Even with the challenges, green lasers save money from the get-go. Before green lasers were in use, welders attempted to generate the high power needed to weld copper with Nd:YAG lasers and a longer laser flashlamp pumping. Such methods caused the lens of the primary laser to resonate at a high frequency. Sometimes this led to breakage. Most lenses cost a minimum of $2,000 USD to replace. Green lasers also operate more quickly than typical red lasers. Interplex is learning to turn concerns like the global chip shortage into an advantage by showing it can overcome problems with ease.  

“The chip shortage meant that the laser’s chip had to be installed one month after the laser arrived. Yet the laser worked immediately and perfectly after the chip came. Retaining clients involves boosting their confidence despite hiccups,” says Ng Han Kee.  

He adds using the green laser for the first time was a transformative experience.  

“The moment it fired, suddenly everything in the room was encapsulated in green. The whole room glowed. It was amazing because before, no one could see the beam from the traditional lasers. Everyone can see the illumination generated by green lasers with their eyes,” says Ng Han Kee. 

Green lasers are Class 4 lasers, meaning they are hazardous to view at all times. Being in the same room as an active green laser requires wearing ultrasafe protective goggles.  

Interplex’s key to success was having a close group work together in testing and deployment. That allowed the company to adhere to an efficient timeline. Satisfying clients requires timely installations and tight deliveries on services.  

Team members included senior engineer Naigil Sebastian, who worked on space allocation of the various equipment, the layout of the manufacturing floor space and the process flow to ensure machining and installation tools were well positioned and well spaced; automation engineer Vaishnav Chali Puthiyapurayil, who made sure the integrity of wires were upheld as per schematics; senior automation engineer Samson Anthony, who made certain machine automation ran smoothly and there was an accurate exchange of data between various pieces of equipment and software programs; and Ng Han Kee, who made sure all planned activities and contingencies met the Production Part Approval Process (PPAP) plan. Senior project manager Nathan Govindasam played a significant role by communicating the efficacy and safety of the green laser to Interplex’s clients.  

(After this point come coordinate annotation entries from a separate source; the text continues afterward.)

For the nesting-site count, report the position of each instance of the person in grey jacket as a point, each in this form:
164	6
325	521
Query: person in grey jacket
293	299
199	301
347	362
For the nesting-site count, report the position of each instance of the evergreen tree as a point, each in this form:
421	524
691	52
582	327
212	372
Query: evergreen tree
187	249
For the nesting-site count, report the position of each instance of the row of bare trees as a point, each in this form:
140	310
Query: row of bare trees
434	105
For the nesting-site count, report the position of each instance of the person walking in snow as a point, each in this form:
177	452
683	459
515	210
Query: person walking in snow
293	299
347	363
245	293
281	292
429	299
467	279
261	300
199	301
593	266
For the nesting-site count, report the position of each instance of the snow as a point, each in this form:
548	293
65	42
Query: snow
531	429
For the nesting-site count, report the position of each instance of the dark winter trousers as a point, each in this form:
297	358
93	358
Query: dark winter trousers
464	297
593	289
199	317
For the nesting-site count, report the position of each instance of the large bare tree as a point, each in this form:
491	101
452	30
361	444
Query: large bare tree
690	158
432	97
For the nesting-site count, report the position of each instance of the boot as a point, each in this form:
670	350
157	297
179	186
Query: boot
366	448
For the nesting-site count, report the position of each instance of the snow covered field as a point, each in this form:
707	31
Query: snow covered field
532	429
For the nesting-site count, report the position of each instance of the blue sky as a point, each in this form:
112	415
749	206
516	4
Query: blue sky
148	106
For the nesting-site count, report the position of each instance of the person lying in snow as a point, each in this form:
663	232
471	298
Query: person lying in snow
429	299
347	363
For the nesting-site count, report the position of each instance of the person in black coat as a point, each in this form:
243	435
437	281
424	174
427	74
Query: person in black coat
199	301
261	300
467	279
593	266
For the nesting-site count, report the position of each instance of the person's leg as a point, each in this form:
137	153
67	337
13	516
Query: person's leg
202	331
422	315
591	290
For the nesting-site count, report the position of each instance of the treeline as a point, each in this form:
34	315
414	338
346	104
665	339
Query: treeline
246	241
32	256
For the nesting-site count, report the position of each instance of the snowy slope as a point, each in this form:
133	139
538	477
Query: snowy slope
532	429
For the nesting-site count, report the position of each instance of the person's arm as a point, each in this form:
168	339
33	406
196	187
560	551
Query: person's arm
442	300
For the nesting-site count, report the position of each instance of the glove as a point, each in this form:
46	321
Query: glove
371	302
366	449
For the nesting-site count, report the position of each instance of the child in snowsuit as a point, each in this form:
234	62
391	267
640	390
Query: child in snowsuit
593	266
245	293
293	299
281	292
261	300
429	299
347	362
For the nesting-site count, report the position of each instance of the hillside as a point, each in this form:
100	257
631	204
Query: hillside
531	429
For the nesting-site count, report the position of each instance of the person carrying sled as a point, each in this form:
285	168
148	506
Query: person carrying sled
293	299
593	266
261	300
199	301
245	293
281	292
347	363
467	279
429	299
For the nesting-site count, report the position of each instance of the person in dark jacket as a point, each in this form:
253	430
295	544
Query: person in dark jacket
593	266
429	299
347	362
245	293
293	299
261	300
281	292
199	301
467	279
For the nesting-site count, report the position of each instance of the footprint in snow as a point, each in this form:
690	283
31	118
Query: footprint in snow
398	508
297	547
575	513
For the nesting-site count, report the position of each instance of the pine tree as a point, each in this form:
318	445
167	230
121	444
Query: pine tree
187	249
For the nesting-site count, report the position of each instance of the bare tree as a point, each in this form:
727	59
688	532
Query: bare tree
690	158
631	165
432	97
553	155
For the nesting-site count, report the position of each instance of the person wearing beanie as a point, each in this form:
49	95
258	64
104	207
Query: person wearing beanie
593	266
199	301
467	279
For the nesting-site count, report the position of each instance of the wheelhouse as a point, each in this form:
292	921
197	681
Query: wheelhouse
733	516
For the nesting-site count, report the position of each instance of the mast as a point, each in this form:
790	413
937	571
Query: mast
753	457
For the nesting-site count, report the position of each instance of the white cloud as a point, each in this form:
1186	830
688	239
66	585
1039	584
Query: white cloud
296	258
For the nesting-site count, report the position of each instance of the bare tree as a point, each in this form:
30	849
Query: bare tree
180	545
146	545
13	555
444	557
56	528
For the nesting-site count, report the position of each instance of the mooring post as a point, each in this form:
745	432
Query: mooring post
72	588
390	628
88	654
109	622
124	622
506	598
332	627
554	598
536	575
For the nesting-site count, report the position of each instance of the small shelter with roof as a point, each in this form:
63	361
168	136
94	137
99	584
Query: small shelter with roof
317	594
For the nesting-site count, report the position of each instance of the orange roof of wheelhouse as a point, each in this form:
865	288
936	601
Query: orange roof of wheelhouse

As Interplex comes to understand green lasers better, it may allow more remote deployments of the tool. This involves an engineer in another location welding with the green laser to confirm the safety before firing it from the manufacturing facility. Interplex is also looking into acquiring and testing blue lasers, which operate at between 360 and 480 nanometers wavelength. Blue lasers are not yet commercially available. Interplex is now researching potential uses for the technology.